As a recent report by Conservative Intelligence — an offshoot of the influential website Conservative Home — revealed, much thought has gone into how Downing Street will operate under the Tories. It is my understanding that the party has even consulted with New Zealand’s National party about that country’s ‘Beehive’ model of government, where all Cabinet ministers are housed in one building. It is uncertain how seriously the Tories are taking this idea. But it would be a way to avoid the emergence of an inner and outer circle of ministers, something that is already threatening to become a problem — note the recent grumblings about the cliqueishness of the Cameron operation. Some shadow cabinet members feel that they receive little love and attention from the leadership and that they are cut out of the policy and strategy process. However, this cuts both ways. Some green papers are almost exclusively the work of Oliver Letwin and the policy unit because the shadow minister whose area it is has shown no inclination to get involved.
What is certain is that George Osborne will play a key role in the next government; imagine him as a powerful US vice-president. Already, he has input into policy development in all areas: he is the fiscal filter through which everything must pass. In government, he will be, as one insider puts it, ‘somebody who will be ranging across Whitehall checking things are happening’. Indeed, Osborne’s co-ordinating role will be even more important in office than it is now. Letwin is currently charged with tying the whole Cameron policy agenda together. However, it is expected that in government he will shift from that role to the Department of Energy and Climate Change. (Greg Clark, the highly-thought-of shadow energy and climate change secretary, has been pencilled in to head up the putative Department of Social Justice.) Letwin’s move will make Osborne the person looking at the Cameron government in the round.

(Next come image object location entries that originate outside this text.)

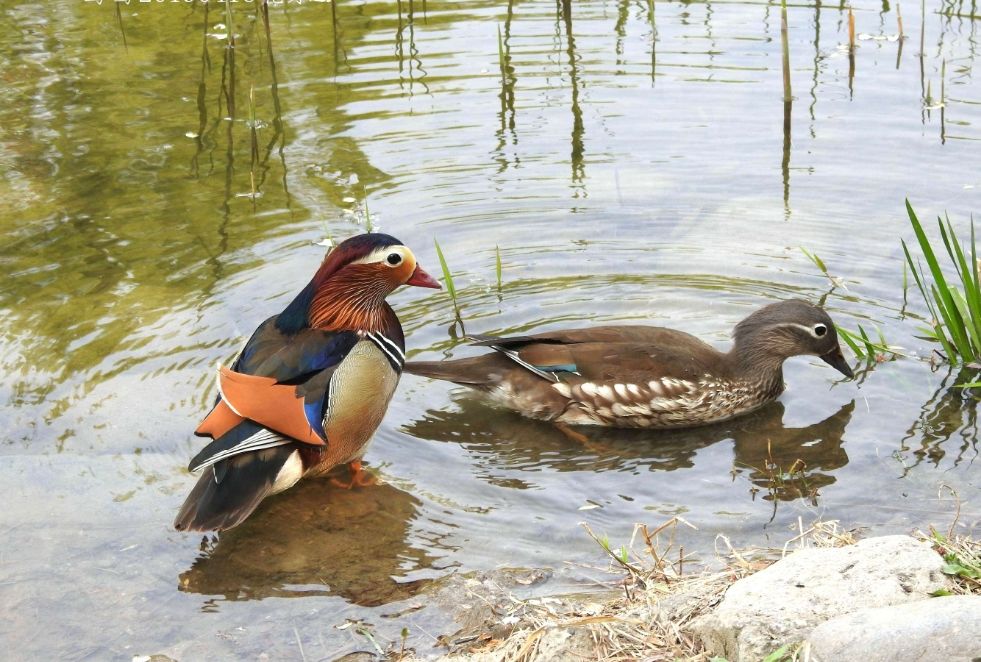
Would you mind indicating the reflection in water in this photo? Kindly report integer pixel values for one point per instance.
(792, 463)
(949, 411)
(316, 540)
(788, 463)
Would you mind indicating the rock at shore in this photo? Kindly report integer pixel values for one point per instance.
(784, 603)
(946, 629)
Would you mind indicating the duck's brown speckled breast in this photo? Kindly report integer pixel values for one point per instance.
(663, 403)
(360, 391)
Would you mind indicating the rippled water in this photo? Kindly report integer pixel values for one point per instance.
(628, 164)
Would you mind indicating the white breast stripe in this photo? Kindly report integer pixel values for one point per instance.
(391, 343)
(392, 351)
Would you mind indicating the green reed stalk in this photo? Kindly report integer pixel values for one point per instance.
(497, 265)
(448, 277)
(369, 226)
(955, 310)
(785, 49)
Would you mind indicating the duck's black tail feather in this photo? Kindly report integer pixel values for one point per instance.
(230, 490)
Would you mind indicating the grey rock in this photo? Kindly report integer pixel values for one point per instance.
(944, 629)
(783, 603)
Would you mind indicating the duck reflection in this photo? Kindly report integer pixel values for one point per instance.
(786, 462)
(316, 540)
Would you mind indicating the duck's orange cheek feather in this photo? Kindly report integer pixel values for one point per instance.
(261, 399)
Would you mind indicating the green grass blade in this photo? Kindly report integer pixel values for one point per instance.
(941, 289)
(848, 338)
(971, 298)
(447, 276)
(916, 270)
(497, 265)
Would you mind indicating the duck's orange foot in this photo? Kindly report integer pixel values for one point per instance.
(359, 477)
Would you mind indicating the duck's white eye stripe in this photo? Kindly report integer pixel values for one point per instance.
(381, 255)
(817, 331)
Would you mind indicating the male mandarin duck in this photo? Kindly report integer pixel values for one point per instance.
(310, 387)
(644, 376)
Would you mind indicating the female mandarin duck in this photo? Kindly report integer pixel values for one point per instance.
(309, 389)
(645, 376)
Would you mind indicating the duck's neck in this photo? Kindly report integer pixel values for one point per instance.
(752, 362)
(349, 303)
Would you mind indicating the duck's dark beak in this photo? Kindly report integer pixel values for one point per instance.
(420, 278)
(837, 361)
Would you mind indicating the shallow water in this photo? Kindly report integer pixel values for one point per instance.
(628, 167)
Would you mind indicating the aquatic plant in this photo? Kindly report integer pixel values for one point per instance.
(497, 265)
(864, 347)
(448, 277)
(955, 311)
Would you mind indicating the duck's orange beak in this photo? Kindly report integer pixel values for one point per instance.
(420, 278)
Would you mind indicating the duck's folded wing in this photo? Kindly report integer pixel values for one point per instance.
(617, 353)
(245, 437)
(279, 381)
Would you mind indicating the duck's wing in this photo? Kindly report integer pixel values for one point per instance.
(612, 353)
(280, 381)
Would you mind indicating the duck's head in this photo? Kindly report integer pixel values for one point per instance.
(790, 328)
(349, 289)
(374, 261)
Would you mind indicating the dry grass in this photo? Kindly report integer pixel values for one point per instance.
(662, 591)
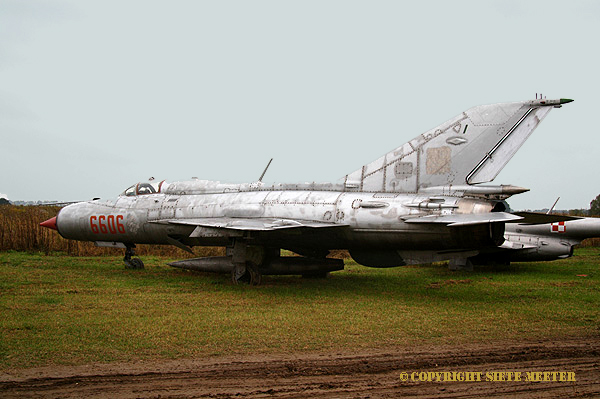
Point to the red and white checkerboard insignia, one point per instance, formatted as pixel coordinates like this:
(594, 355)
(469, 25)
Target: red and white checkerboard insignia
(558, 227)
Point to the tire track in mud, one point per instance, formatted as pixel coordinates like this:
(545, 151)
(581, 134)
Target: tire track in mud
(372, 374)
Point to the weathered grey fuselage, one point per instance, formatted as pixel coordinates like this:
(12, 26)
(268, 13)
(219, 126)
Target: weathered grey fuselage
(359, 221)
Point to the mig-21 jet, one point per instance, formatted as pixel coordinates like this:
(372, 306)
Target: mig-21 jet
(421, 202)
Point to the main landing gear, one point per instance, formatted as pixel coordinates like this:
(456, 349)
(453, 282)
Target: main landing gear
(246, 260)
(132, 263)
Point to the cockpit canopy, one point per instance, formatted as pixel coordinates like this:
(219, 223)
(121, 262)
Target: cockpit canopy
(145, 188)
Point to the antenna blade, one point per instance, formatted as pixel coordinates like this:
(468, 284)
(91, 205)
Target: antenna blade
(551, 209)
(265, 171)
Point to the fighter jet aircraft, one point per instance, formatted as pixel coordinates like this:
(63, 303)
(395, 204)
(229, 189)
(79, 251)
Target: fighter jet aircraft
(421, 202)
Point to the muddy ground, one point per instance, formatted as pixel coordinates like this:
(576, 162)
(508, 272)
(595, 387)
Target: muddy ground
(364, 374)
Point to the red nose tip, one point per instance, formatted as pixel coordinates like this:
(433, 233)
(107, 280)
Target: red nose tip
(50, 223)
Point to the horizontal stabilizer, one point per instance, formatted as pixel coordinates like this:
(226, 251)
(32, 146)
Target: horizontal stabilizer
(542, 218)
(467, 219)
(252, 224)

Some critics ask whether it is sensible for the Chancellor to take on extra work at a time of economic crisis. But the Tory operation is preparing for this, with Philip Hammond being groomed to be the most important Chief Secretary in a generation.
The Tory challenge in government will be complicated by how the internet makes it so much easier to build opposition to government policies. Local and ideological pressure groups will be able to build coalitions to oppose specific cuts for a minimal cost in time and effort. Combine that with the fact that every MP will have to be reselected because of Cameron’s plan to shrink the number of MPs by 10 per cent, and you have a potentially very difficult party management problem. This is yet another reason why it is imperative that Cameron is straight with the country about what needs to be done. Only if he has been so, will his MPs have the standing to reject demands that they object to the cuts that hit their constituencies.
When politics resumes properly in the autumn, we will see the latest iteration of David Cameron. His conference speech will not be the pre-election conference speech that he or his supporters would have expected him to deliver when he ran for the leadership back in 2005. It will not be him preaching sunny optimism, but rather him looking the country in the eye and telling it what it can no longer afford. Quietly confident that his majority is pretty much guaranteed, Cameron is going to start trying to secure a mandate. How bold he is prepared to be in pursuit of this mandate will tell us most of what we need to know about what kind of prime minister David Cameron will be.